Although many governors are leaving health insurance exchanges to the federal government, don’t expect health IT spending to go down at the state and local government level. In fact, it is projected to grow by more than $1.5 billion over the next five years, according to findings from Deltek, a Virginia-based Deltek enterprise software and IT solutions provider for government contractors.
Christopher Dixon, Deltek’s senior manager of state and local industry analysis said one important consideration will be how governors use IT to move health insurance towards quality-based care.
Asked where the focus of the spending would fall in health IT, Dixon said in an e-mail:
“Significant investments will be made in a wide variety of health IT enhancements, with particular emphasis on Electronic Medical Record/Personal Health Record systems, including the network infrastructure, hardware/software, cloud services, e-discovery tools, data integration, and mobile devices.”Advertisement
The majority of states have been reluctant to set up their own health insurance exchange or work with other states to implement a health insurance exchanges consortium because of a lack of clarity about what they are supposed to look like, how they are supposed to function and how they would impact their regional insurance markets.
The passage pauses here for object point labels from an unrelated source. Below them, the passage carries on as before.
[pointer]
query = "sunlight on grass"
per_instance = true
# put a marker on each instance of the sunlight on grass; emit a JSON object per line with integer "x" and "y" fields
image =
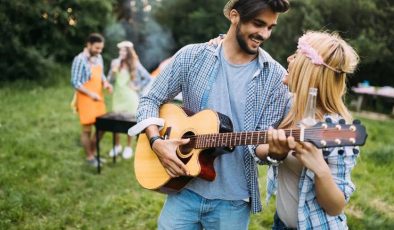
{"x": 45, "y": 183}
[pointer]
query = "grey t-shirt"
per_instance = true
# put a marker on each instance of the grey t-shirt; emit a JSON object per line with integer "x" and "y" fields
{"x": 228, "y": 96}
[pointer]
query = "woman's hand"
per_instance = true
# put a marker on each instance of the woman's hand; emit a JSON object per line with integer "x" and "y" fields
{"x": 278, "y": 143}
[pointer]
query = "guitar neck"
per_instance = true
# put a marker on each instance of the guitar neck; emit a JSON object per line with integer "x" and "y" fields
{"x": 240, "y": 138}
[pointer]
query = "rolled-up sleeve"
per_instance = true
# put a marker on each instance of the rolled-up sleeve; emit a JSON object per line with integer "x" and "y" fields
{"x": 143, "y": 75}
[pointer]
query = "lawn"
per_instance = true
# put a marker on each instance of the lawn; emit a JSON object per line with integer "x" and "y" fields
{"x": 45, "y": 183}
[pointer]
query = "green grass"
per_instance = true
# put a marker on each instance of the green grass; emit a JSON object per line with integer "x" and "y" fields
{"x": 45, "y": 184}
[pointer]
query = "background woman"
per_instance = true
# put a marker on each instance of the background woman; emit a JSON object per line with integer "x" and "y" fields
{"x": 129, "y": 77}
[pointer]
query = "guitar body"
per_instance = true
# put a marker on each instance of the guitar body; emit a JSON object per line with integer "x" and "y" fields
{"x": 149, "y": 171}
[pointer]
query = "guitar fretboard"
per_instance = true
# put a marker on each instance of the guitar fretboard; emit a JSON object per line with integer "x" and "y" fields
{"x": 239, "y": 138}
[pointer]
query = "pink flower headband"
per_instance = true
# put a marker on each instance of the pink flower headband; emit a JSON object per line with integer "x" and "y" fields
{"x": 312, "y": 54}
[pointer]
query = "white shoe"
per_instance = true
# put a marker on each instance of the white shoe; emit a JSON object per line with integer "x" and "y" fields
{"x": 118, "y": 149}
{"x": 127, "y": 153}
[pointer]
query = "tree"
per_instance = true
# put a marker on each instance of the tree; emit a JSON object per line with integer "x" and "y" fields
{"x": 37, "y": 35}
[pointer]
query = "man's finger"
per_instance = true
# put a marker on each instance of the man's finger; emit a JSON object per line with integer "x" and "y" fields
{"x": 182, "y": 167}
{"x": 175, "y": 169}
{"x": 282, "y": 136}
{"x": 291, "y": 143}
{"x": 171, "y": 174}
{"x": 183, "y": 141}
They’re also uneasy with the January 2014 timeline for implementation.
But most states have no such reluctance with health information exchanges which have a much higher comfort level. In about 40 of 50 states, local and state governments have awarded contracts to set up these exchanges depending on the state’s size, population and structure preference. Delaware, for example, is one of three states that has opted for a statewide exchange that’s part of the state government. New Jersey and California are among 13 that have adopted a nonprofit format that allows flexibility for special tax credits and incentives. New York is one of 17 states that have chosen to go with treating their HIE as a public utility. One downside of this structure identified in the report is that states have to be ready to step in if things if it goes pear shaped.
There also seems to be more flexibility with information exchanges. For example, hospitals that don’t have the scale or ability to fully implement electronic medical records have been met halfway with the Direct Messaging initiative. The program provides grants to healthcare providers to set up secure e-mail exchanges that permit them to transmit medical information such as lab orders or e-prescriptions through encrypted e-mails. The benefits are also clearer.
Dixon added that state and federal efforts to shift Medicaid/Children’s Health Insurance Program (CHIP) for children toward outcomes-based service provision will drive investments in improved intake processes, better data integration and analytics, and, eventually, advanced efforts to eliminate waste, fraud and abuse. States have until December 31, 2015 to take advantage of enhanced funding to update eligibility systems for healthcare coverage for Medicaid and CHIP, according to the report.
The Centers for Medicare and Medicaid Services are also in the process of implementing 13 quality of care incentives for healthcare to drive transformation of Medicaid/CHIP systems, according to the report.
“Given that those system serve as much as 40 percent of the U.S. population at some point and virtually every medical provider, these initiatives will be the center of gravity for quality of care across the entire medical landscape.”